Things are less cumbersome these days, and you can shoot with a digital
camera now which helps to shrink the cameras.
In the old days, with the big, heavy cameras, the easiest kind of
shooting that could be done was inside in a big soundstage. That way
you can control the lighting, noise, and all the other variables.
People put cars in the soundstages, took the windshields out, and
filmed actors sitting in the cars. To make it look a bit as if the car
was moving, some scenery was projected on a screen in back of the car.
This gives a really really hokey effect as you well notice. The main
problems are that the actors are a little too stationary as the scenery
bounces up and down. Or worse yet, the actors are told to bounce up and
down, and their bouncing has nothing to do with how the scenery moves.
If the scenery indicates a turn is happening, and the actors don't seem
to show the effects in how their hair blows or moves, or their bodies
move, you notice the problem right away. I don't think using computer
image compositing would help, if it were done with the same kind of
thing in mind.
Even worse tricks were used in some of the lower-budget movies of
yesteryear. Sometimes if you look at the background scenery, you can
see it repeat and repeat and repeat. Yick. Or the magnification
wouldn't be right -- say the background was shot with a lens with a
different zoom setting than the people in the car.
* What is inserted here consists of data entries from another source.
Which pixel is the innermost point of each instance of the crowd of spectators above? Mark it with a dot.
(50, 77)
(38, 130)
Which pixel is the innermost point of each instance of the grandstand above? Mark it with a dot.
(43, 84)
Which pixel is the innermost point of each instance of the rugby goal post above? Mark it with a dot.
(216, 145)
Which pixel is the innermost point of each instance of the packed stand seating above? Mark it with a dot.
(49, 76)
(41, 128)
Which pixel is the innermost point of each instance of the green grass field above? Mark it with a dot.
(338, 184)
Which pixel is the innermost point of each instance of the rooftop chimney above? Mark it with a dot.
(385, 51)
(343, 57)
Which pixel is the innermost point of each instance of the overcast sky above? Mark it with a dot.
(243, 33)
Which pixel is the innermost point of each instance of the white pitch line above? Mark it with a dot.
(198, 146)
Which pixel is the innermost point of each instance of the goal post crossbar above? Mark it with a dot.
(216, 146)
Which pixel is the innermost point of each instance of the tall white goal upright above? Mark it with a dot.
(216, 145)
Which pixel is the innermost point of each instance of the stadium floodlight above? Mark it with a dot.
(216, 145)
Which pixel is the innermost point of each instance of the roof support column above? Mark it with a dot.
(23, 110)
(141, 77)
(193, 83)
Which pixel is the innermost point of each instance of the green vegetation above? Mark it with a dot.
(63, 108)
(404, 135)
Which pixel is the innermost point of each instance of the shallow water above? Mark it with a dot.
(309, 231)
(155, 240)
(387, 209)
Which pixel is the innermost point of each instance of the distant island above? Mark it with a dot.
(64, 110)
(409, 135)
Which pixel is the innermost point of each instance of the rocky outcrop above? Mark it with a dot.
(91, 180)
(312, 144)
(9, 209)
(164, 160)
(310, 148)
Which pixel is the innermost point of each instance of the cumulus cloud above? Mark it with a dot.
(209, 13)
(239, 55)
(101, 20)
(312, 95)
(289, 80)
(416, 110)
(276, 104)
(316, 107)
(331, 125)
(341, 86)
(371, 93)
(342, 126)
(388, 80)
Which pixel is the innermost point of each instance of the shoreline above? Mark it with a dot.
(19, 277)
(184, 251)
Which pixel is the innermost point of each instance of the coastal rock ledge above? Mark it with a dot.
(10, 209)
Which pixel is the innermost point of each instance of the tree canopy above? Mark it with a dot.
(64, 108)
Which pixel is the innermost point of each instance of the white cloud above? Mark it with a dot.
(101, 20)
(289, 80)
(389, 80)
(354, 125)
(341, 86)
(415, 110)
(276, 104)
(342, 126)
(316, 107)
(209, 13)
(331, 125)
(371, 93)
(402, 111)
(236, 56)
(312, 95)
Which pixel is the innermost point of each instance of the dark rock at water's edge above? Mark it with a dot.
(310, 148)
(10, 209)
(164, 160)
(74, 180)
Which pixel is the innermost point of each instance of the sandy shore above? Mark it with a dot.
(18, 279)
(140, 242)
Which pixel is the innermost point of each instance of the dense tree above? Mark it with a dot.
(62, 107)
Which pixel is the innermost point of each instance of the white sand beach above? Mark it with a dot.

You can make more realistic car scenes by selecting a lighter
weight movie camera and attaching it to the car as it moves. Usually
you have to remove the windows or the windshield (which introduces its
own problems). Then there's motion blur to worry about. Also, it's well
known that panning scenery around as cars turn can make audience
members feel sick.
Watch a few movies and TV shows, and see how you like the car scenes, and try to figure out how they did it!